The enforceable undertaking – an alternative to prosecution that allows a company to voluntarily enter into a binding agreement to resolve and remedy any breach and/or harm – followed Asic’s Fees for no service report in 2016, where the corporate regulator found that customers paid for financial advice they never received.

Remediation investigation

The undertaking bound CFPL to appoint Ernst & Young (EY) to investigate and produce a report considering whether the CBA subsidiary had taken “every reasonable step to ensure customers who should have received remediation in the [1 July 2015 to 31 January 2018] period did receive that remediation”.

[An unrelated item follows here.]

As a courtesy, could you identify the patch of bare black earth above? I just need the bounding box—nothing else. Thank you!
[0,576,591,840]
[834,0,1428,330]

EY’s findings concluded that there was no evidence to suggest CFPL did not take reasonable steps to ensure all their clients eligible for remediation received it, for the periods 1 July 2015 to 31 May 2016 and 5 June 2017 to 31 January 2018; and that it was taking all reasonable steps to ensure the same outcome for the period ranging from 1 June 2016 to 4 June 2017 (Period 2).

CFPL and BWFA, under the enforceable undertaking, agreed in April to make a community benefit payment of A$3m (£1.6m, $2.1m, €1.9m).

Asic has also said that a further re-assessment of Period 2 will be made by EY in January 2019.

Costly scandal

Over the course of the fees for no service investigation, ANZ Bank has been fined A$3m and Asic has also launched action against two National Australia Bank trustees over A$100m of fees paid for advice that was not provided.

The industry-wide scandal is believed to have cost customers around A$1bn.